Quality of NGS Reads, Reference mapping and SNP analyses Flashcards
What are Quality control (QC) sequencing reads?
Short DNA sequences provided by the sequencing instruments. The length may vary between 50 and 40,000
bases
What formats do QC sequencing reads come in?
Binary standard flowgram format (SFF format): Roche 454
FASTQ format: a text-based format; example: Illumina reads
What format are Illumina reads in?
FASTQ format: a text-based format including base ATCG
What does a quality score/Phred score of 10 compared to 60 mean?
QC=10 means 1/10 chance the base has been correctly placed
QC=60 means 1/10x106 or 1/1million = 99.9999% certainty
What does an N represent when using QC sequencing? (Instead of a ATCG)
No phred score could be calculated, therefore N was placed instead of a base.
Why do we accept all bases with a QC higher than 20?
20 QC = 99% certainty in the base above 20 = more than 99% certain whereas 10 QC is only 90% accurate.
What could cause poor distribution when looking at per base sequence quality (QC reads)? How could this be avoided? ( QC page with red, yellow green)
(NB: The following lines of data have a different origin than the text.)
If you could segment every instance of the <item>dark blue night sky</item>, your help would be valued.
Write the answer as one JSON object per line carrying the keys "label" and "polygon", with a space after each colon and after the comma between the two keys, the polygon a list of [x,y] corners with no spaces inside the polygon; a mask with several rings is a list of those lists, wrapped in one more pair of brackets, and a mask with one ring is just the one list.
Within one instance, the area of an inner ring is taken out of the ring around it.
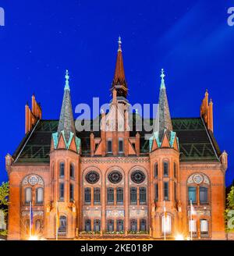
{"label": "dark blue night sky", "polygon": [[158,103],[161,68],[173,117],[199,116],[208,89],[232,183],[234,27],[227,10],[233,1],[1,0],[0,6],[0,182],[7,180],[5,155],[24,136],[33,93],[43,118],[58,119],[69,69],[73,107],[93,97],[109,101],[120,34],[131,103]]}

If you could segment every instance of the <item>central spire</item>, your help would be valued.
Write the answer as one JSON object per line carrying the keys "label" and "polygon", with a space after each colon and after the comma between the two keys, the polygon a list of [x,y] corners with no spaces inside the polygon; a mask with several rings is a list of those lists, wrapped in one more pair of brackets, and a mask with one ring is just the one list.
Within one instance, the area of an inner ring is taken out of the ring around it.
{"label": "central spire", "polygon": [[70,133],[76,134],[75,123],[73,114],[73,108],[71,102],[70,88],[69,84],[69,72],[66,71],[66,84],[64,87],[64,94],[62,100],[62,105],[61,108],[61,114],[58,128],[58,135],[64,132],[66,140],[70,137]]}
{"label": "central spire", "polygon": [[117,92],[117,97],[126,98],[128,88],[127,84],[125,78],[125,73],[123,68],[123,60],[122,55],[122,41],[121,37],[119,37],[119,48],[117,53],[117,60],[115,65],[115,70],[114,79],[112,81],[112,90],[115,89]]}
{"label": "central spire", "polygon": [[169,111],[167,93],[165,85],[164,69],[161,70],[161,86],[158,102],[159,138],[161,139],[165,131],[172,131],[172,124]]}

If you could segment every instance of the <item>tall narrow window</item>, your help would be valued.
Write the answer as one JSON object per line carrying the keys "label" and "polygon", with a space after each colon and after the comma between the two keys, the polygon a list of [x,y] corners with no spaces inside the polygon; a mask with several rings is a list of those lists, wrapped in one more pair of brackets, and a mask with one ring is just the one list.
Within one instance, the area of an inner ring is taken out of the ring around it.
{"label": "tall narrow window", "polygon": [[158,162],[155,162],[155,164],[154,164],[154,178],[158,178]]}
{"label": "tall narrow window", "polygon": [[131,231],[132,232],[136,232],[137,231],[136,219],[131,219]]}
{"label": "tall narrow window", "polygon": [[91,202],[91,190],[90,187],[84,189],[84,202],[85,204],[90,204]]}
{"label": "tall narrow window", "polygon": [[208,234],[208,221],[207,219],[201,219],[200,221],[200,235]]}
{"label": "tall narrow window", "polygon": [[119,153],[123,153],[123,140],[119,138]]}
{"label": "tall narrow window", "polygon": [[86,219],[84,226],[84,230],[86,232],[91,231],[91,221],[90,219]]}
{"label": "tall narrow window", "polygon": [[118,219],[116,224],[117,224],[117,231],[118,232],[123,231],[123,220]]}
{"label": "tall narrow window", "polygon": [[108,140],[108,153],[112,153],[112,140],[111,139]]}
{"label": "tall narrow window", "polygon": [[174,182],[174,200],[176,202],[177,201],[177,189],[176,189],[176,183]]}
{"label": "tall narrow window", "polygon": [[206,187],[200,187],[199,197],[200,204],[207,204],[208,202],[208,189]]}
{"label": "tall narrow window", "polygon": [[140,204],[146,204],[147,190],[145,187],[140,187]]}
{"label": "tall narrow window", "polygon": [[170,215],[161,217],[161,231],[162,233],[172,232],[172,221]]}
{"label": "tall narrow window", "polygon": [[32,189],[27,187],[25,189],[25,203],[29,204],[32,201]]}
{"label": "tall narrow window", "polygon": [[174,162],[174,178],[176,178],[177,176],[177,168],[176,168],[176,163]]}
{"label": "tall narrow window", "polygon": [[157,202],[158,201],[158,183],[154,185],[154,197],[155,197],[155,201]]}
{"label": "tall narrow window", "polygon": [[64,183],[59,183],[59,200],[64,200]]}
{"label": "tall narrow window", "polygon": [[168,163],[167,162],[163,162],[163,176],[165,177],[168,176]]}
{"label": "tall narrow window", "polygon": [[70,164],[70,178],[75,177],[75,167],[73,163]]}
{"label": "tall narrow window", "polygon": [[74,185],[70,184],[70,201],[74,201]]}
{"label": "tall narrow window", "polygon": [[101,200],[100,188],[99,187],[95,187],[94,190],[94,204],[100,204],[100,200]]}
{"label": "tall narrow window", "polygon": [[140,230],[146,231],[146,220],[145,219],[140,220]]}
{"label": "tall narrow window", "polygon": [[136,187],[131,187],[130,188],[130,202],[131,202],[131,204],[136,204],[136,200],[137,200],[136,191],[137,191]]}
{"label": "tall narrow window", "polygon": [[192,201],[192,203],[197,203],[197,189],[196,187],[189,187],[189,203]]}
{"label": "tall narrow window", "polygon": [[169,186],[168,182],[163,183],[164,200],[169,200]]}
{"label": "tall narrow window", "polygon": [[114,221],[112,219],[108,220],[108,232],[114,231]]}
{"label": "tall narrow window", "polygon": [[114,189],[112,187],[108,187],[107,190],[107,197],[108,197],[108,204],[114,203]]}
{"label": "tall narrow window", "polygon": [[64,162],[60,162],[59,164],[59,177],[63,178],[64,177]]}
{"label": "tall narrow window", "polygon": [[58,234],[66,234],[66,217],[60,216],[59,217],[59,227],[58,230]]}
{"label": "tall narrow window", "polygon": [[117,188],[117,204],[123,204],[123,188],[122,187]]}
{"label": "tall narrow window", "polygon": [[37,204],[43,203],[43,188],[38,187],[36,190],[37,194]]}

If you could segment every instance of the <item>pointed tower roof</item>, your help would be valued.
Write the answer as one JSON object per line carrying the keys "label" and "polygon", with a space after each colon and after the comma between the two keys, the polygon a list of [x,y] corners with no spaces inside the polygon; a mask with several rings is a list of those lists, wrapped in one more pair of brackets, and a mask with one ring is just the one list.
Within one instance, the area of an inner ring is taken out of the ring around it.
{"label": "pointed tower roof", "polygon": [[70,137],[70,133],[76,134],[76,129],[71,103],[70,87],[69,83],[69,76],[68,70],[66,71],[65,78],[66,84],[64,87],[64,94],[58,127],[58,133],[59,136],[60,133],[63,132],[66,141],[68,141]]}
{"label": "pointed tower roof", "polygon": [[127,84],[125,78],[125,73],[123,68],[123,60],[122,55],[122,41],[121,37],[119,37],[119,48],[117,54],[117,60],[115,65],[115,71],[112,82],[112,89],[115,88],[117,91],[117,97],[127,95]]}
{"label": "pointed tower roof", "polygon": [[161,86],[159,93],[158,102],[158,119],[159,119],[159,138],[161,140],[165,130],[172,131],[172,124],[171,120],[171,115],[168,107],[168,101],[166,94],[166,88],[165,84],[165,75],[164,69],[161,69]]}

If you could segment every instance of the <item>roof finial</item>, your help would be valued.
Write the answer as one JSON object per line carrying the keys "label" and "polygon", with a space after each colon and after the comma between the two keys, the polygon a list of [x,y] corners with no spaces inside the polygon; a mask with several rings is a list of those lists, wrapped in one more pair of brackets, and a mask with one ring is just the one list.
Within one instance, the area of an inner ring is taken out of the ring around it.
{"label": "roof finial", "polygon": [[118,41],[118,43],[119,43],[119,49],[118,49],[118,52],[122,52],[122,41],[121,41],[121,37],[120,36],[119,37],[119,41]]}
{"label": "roof finial", "polygon": [[65,90],[70,90],[70,87],[69,87],[69,71],[68,69],[66,70],[66,76],[65,76],[65,78],[66,78],[66,84],[65,84]]}
{"label": "roof finial", "polygon": [[164,69],[161,69],[161,88],[165,88],[164,77],[165,76],[164,73]]}

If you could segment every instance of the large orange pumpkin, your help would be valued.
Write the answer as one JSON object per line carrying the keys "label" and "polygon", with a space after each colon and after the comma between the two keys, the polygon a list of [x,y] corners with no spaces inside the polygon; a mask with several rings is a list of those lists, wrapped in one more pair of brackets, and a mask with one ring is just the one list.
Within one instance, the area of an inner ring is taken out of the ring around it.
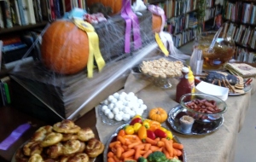
{"label": "large orange pumpkin", "polygon": [[113,14],[120,12],[122,9],[122,0],[90,0],[86,3],[89,7],[95,3],[102,3],[104,6],[110,7]]}
{"label": "large orange pumpkin", "polygon": [[87,34],[73,22],[57,20],[46,30],[42,40],[42,60],[54,72],[73,74],[87,65]]}

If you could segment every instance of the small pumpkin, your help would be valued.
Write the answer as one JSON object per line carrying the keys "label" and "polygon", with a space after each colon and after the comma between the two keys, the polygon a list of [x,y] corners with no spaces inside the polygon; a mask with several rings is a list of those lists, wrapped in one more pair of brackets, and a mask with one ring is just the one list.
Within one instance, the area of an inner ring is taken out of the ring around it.
{"label": "small pumpkin", "polygon": [[152,120],[163,123],[167,119],[167,113],[162,107],[152,108],[148,113],[148,118]]}
{"label": "small pumpkin", "polygon": [[122,9],[122,0],[90,0],[86,3],[89,7],[95,3],[102,3],[105,7],[110,7],[112,9],[113,14],[119,13]]}
{"label": "small pumpkin", "polygon": [[154,32],[159,33],[161,32],[162,18],[160,15],[152,14],[152,30]]}
{"label": "small pumpkin", "polygon": [[73,74],[87,66],[89,45],[87,34],[67,20],[56,20],[43,36],[43,63],[50,70]]}

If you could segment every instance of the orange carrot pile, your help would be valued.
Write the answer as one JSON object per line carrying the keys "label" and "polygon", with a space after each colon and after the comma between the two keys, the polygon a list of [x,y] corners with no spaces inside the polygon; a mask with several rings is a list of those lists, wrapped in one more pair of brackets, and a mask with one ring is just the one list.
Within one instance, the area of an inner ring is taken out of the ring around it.
{"label": "orange carrot pile", "polygon": [[109,144],[108,162],[121,162],[125,159],[137,160],[141,156],[148,156],[155,152],[163,152],[167,159],[182,155],[183,144],[174,142],[166,138],[154,140],[147,137],[143,142],[137,135],[118,135],[117,141]]}

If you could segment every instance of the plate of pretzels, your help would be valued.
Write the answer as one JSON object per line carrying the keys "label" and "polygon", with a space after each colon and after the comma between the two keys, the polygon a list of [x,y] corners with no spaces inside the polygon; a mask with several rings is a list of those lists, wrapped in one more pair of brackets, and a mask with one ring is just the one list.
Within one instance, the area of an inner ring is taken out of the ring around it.
{"label": "plate of pretzels", "polygon": [[12,162],[93,162],[103,151],[104,144],[95,137],[90,128],[81,128],[64,119],[38,129],[18,148]]}

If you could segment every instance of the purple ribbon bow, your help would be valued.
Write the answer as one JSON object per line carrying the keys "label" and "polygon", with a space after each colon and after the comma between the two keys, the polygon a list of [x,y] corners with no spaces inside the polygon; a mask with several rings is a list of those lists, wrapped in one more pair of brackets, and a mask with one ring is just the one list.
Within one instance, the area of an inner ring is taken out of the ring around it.
{"label": "purple ribbon bow", "polygon": [[125,36],[125,52],[130,53],[130,38],[132,26],[134,49],[137,49],[142,46],[142,39],[140,34],[139,20],[133,13],[131,7],[130,0],[123,0],[121,9],[121,16],[126,22]]}

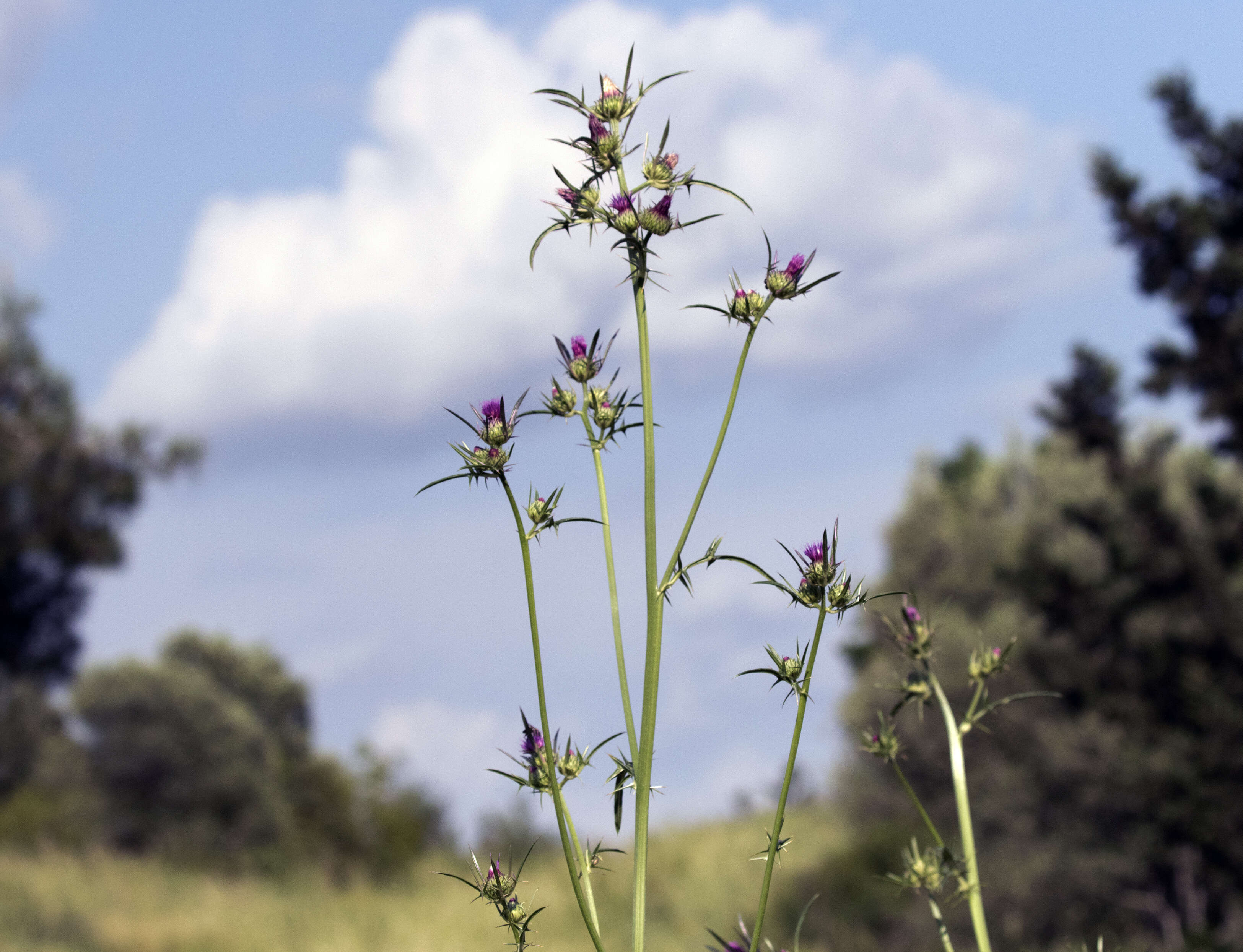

Degradation of quality over the duration of long runs
quality trimming could be helpful in such cases.
How does the Per tile sequence quality function?
Record average Phred score for each tile in a flow cell.
Each Flow cell contains 8 lanes - 2 columns each lane - 50/60 tiles per collumn
Each tile is imaged 4 times, once per base and a colour is given blue to red
RED = Poor quality
Blue = at or above average
What does per sequence QC tell you and why might this be low?
Displays one peak showing average quality per sequence, this needs to be 20+.
This could be caused by poor imaging or other technical problems during the run.
Low-quality reads must be removed avoid to problems, such as wrongly called bases, which could introduce bias in the downstream analysis.
what does Per Sequence GC Content tell you in QC? What does differentiation suggest?
GC content across the whole length of each sequence in a file and compares it to a modelled normal distribution of GC content. Differentiation/ jagged not smooth lines may suggest specific contaminant for example: adaptor dimer.
What is adapter sequence removal and why do we carry it out in QC?
adaptor sequences that were used for the sequencing reaction need to be removed before sequencing, this is the process of defining these sequencing so they can be removed from the sequencing.
What does the Per Base Sequence Content tell you, and what are normal levels?
The proportion of each base position and GC content
This should be equal or similar overrepresented sequences such as adapter dimers or rRNA in a sample may cause bias
What does low/ high Sequence duplication tell you?
A low level of duplication may indicate a very high level of coverage of the target sequence, but a high level of duplication is more likely to indicate some kind of enrichment bias (eg PCR over amplification).
Explain the process of De novo assembly?
De novo assembly is used when we have no priori knowledge of the correct sequence.
1. Reads are taken from genomic information Short-reads” typically range in size 35 – 1,000 bp “long-reads” typically range in size 1,000 – 500,000 bp.
2.Contig creation - Contigs are a set of overlapping oriented reads. A single contig is constructed from two or more overlapping and oriented reads.
- Scaffold formation - Scaffolds are a set of joined-oriented contigs. A single scaffold is constructed from two or more joined and oriented contigs.
- Assembled genome/ chromosome - A single chromosome is constructed from two or more joined and oriented scaffolds.
Why do we have gaps in de novo assembly and how to avoid?
Regions of DNA in which the same sequence of bases is repeated or sections of the genome where DNA is densely packed.
Paired-end DNA sequencing reads provide high-quality alignment across DNA regions containing repetitive sequences, and produce long contigs for de novo sequencing by filling gaps in the consensus sequence.